Cardiac MRI Catheterization: A 10-Year Single Institution Experience and Review

Kuberan Pushparajah; Aphrodite Tzifa; Reza Razavi


Interv Cardiol. 2014;6(3):335-346. 

In This Article

Abstract and Introduction


MRI- or combined x-ray and MRI (XMR)-guided catheterization was introduced as an alternative to x-ray-guided catheterization to reduce radiation exposure and offer more comprehensive anatomical, hemodynamic and physiological data. However, developments have been slow to come into routine clinical practice. We report a 10-year experience of solely MRI-guided and XMR catheterization in patients at our institution, review the developments in clinical MRI-guided and XMR catheterization and discuss future perspectives.

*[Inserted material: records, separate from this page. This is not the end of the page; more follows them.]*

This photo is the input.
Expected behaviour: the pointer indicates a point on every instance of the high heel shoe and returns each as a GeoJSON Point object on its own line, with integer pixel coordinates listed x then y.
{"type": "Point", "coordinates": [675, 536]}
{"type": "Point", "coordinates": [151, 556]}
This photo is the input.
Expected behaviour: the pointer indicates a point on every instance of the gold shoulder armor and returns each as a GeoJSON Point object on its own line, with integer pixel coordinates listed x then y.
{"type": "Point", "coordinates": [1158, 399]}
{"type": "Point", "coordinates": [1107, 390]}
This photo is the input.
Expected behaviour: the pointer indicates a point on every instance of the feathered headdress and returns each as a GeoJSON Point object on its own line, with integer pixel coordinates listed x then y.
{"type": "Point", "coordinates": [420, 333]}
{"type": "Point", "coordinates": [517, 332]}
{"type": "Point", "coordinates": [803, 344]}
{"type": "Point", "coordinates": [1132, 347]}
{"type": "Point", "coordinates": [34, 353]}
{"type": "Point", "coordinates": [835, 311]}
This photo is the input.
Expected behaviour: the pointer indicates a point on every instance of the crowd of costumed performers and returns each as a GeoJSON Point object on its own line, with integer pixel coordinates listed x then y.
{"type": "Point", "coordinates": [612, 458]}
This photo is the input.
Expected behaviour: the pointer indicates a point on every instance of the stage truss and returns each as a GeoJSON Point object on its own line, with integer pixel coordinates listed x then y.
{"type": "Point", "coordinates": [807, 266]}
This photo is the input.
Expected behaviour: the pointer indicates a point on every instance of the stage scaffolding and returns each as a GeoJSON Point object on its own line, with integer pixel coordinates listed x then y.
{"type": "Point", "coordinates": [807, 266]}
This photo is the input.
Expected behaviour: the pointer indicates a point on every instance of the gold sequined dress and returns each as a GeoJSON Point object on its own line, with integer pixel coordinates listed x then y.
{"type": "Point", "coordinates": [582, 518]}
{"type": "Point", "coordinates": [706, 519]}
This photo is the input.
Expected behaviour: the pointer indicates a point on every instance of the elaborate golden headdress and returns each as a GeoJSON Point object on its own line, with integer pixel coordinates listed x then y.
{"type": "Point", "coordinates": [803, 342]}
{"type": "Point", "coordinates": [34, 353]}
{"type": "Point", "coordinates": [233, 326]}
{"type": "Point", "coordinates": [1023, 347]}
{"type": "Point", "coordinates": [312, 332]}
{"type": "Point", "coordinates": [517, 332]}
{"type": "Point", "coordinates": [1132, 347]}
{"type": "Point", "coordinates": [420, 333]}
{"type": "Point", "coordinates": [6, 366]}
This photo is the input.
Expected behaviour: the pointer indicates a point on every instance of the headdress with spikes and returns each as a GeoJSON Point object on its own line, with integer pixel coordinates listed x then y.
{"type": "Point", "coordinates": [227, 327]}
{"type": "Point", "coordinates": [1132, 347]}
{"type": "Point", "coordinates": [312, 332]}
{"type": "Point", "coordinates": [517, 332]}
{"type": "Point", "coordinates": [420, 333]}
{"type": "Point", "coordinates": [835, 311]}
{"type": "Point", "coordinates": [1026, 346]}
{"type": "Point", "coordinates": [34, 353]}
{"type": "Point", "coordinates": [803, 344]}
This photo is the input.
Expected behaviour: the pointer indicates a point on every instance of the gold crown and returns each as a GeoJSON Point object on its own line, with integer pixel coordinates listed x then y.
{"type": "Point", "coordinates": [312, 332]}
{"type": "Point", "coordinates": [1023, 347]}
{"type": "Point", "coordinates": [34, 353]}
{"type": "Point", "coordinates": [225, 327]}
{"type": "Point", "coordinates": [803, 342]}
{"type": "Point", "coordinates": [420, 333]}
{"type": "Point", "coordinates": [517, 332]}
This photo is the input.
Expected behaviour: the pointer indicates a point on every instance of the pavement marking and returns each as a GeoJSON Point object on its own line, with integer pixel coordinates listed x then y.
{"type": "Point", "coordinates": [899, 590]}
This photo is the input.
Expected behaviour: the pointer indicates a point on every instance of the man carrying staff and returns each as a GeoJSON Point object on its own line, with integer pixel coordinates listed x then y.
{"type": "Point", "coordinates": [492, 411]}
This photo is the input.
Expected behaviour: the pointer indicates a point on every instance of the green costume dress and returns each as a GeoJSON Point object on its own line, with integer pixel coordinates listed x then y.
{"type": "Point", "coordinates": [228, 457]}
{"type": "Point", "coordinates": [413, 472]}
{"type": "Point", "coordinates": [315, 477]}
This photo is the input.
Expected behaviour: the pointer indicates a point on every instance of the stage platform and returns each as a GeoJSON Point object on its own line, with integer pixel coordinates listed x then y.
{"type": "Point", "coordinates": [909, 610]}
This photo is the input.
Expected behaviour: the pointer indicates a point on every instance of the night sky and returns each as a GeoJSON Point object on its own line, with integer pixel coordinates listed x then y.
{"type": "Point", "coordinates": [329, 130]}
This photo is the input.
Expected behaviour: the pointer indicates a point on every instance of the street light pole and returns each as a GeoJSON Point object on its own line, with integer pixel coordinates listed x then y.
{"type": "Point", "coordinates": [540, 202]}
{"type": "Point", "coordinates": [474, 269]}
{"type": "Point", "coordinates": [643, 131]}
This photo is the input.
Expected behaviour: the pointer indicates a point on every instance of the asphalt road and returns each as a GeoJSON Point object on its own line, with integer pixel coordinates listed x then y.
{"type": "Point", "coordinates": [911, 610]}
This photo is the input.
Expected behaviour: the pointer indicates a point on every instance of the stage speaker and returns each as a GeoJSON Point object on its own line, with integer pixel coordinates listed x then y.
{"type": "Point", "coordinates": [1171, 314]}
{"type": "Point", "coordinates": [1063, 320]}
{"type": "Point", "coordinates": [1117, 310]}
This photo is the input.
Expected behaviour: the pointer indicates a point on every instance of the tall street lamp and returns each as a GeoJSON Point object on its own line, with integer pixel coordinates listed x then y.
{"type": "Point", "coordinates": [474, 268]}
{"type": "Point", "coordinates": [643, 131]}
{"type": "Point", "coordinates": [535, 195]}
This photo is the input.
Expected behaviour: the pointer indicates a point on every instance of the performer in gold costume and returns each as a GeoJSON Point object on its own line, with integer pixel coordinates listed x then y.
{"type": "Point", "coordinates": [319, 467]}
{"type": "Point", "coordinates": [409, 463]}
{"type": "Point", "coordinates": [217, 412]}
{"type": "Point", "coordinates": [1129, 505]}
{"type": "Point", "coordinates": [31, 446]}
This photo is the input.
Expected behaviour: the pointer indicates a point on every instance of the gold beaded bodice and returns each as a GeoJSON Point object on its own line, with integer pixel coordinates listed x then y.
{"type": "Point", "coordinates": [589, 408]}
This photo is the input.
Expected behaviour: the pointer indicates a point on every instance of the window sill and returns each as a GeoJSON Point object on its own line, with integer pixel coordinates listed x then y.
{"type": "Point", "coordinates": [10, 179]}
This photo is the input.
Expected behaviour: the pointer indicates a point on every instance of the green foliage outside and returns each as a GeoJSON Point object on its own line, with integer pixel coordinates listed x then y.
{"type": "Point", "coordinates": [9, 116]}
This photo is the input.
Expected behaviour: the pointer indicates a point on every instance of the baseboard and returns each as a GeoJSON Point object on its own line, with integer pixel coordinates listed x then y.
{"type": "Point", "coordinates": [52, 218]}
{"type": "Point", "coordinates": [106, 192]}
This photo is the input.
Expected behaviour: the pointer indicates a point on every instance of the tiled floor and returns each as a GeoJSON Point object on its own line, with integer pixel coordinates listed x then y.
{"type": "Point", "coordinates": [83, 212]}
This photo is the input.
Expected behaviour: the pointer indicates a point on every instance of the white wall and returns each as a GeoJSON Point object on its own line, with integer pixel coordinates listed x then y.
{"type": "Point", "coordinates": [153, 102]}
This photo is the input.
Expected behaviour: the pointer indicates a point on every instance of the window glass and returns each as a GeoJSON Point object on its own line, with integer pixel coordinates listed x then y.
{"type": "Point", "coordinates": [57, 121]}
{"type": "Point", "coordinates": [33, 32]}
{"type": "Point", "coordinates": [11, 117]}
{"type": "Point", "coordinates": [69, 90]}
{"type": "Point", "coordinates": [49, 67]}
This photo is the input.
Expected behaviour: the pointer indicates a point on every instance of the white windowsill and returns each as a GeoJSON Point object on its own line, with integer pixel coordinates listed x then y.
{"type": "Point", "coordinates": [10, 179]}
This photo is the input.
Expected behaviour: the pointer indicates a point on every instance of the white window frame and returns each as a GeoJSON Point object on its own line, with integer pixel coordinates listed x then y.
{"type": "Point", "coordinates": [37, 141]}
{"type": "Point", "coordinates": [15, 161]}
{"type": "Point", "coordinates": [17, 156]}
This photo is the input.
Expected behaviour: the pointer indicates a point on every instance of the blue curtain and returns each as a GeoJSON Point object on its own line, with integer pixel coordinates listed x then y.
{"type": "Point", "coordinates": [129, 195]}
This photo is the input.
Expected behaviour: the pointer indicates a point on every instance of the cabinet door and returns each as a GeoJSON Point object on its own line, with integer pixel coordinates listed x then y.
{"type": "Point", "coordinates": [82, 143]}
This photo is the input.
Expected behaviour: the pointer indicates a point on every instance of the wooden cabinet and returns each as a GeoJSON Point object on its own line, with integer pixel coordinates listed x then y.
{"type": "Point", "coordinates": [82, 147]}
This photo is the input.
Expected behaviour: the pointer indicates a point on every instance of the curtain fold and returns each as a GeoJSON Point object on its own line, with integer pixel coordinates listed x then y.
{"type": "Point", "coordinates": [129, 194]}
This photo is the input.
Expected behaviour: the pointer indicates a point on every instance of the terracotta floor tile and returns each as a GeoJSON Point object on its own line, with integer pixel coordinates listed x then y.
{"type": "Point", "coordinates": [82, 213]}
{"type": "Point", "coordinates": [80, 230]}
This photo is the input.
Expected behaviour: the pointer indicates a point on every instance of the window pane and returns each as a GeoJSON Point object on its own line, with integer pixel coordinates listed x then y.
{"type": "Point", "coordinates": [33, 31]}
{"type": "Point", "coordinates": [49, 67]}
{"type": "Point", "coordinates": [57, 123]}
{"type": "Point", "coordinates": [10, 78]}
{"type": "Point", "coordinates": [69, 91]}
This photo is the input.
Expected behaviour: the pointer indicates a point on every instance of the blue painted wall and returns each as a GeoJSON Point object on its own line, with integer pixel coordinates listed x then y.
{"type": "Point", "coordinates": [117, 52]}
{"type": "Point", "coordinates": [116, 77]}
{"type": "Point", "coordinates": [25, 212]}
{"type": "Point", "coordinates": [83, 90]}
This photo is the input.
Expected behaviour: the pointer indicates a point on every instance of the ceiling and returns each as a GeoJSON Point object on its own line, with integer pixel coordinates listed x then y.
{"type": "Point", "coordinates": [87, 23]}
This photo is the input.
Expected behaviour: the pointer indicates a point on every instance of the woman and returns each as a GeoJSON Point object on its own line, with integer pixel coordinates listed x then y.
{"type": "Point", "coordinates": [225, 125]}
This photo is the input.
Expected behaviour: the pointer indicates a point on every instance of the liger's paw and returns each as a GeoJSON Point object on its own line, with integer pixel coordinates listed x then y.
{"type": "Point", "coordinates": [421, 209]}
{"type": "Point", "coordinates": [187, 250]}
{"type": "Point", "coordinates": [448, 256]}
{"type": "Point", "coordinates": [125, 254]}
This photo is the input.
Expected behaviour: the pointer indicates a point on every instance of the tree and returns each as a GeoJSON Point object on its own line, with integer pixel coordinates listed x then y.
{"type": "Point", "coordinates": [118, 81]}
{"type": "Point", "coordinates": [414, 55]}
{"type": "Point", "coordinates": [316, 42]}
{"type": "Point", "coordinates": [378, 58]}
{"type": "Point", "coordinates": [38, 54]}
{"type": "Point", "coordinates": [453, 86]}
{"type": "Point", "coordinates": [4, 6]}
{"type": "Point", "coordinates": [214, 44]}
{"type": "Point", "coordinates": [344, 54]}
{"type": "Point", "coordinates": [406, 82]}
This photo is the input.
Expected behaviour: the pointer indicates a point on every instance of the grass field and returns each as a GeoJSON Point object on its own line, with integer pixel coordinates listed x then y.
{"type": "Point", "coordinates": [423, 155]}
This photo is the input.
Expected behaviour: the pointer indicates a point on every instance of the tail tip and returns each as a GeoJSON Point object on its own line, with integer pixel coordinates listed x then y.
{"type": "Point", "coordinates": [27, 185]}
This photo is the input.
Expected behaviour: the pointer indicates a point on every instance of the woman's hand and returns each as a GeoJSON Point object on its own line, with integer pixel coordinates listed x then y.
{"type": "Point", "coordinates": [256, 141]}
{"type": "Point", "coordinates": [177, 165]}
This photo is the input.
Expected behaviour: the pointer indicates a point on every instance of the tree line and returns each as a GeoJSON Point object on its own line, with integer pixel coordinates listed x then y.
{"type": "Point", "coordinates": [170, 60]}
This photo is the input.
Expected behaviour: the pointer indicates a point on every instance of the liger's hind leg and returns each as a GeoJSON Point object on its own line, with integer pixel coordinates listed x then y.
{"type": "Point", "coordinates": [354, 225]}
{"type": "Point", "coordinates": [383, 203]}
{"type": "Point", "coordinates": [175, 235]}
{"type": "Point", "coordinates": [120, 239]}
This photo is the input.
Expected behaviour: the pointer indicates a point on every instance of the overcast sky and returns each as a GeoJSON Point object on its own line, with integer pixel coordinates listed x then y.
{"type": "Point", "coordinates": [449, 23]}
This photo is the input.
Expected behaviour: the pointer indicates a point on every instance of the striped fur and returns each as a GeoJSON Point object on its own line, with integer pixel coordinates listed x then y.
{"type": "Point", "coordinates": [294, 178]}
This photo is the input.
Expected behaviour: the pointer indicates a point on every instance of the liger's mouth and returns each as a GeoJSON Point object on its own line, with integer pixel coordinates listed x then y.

This includes further results from our clinical trial on MRI-guided cardiac interventions.


Improved surgical and interventional techniques have improved outcomes for congenital heart disease,[1] adding to the number and complexity of lesions needing serial monitoring or treatment. The role of MRI in the assessment of cardiac anatomy and function in congenital heart disease is well established and has the potential to replace diagnostic cardiac catheterization in selected cases.[2–7] However, x-ray-guided cardiac catheterization is still necessary for invasive hemodynamic data and cardiac interventions.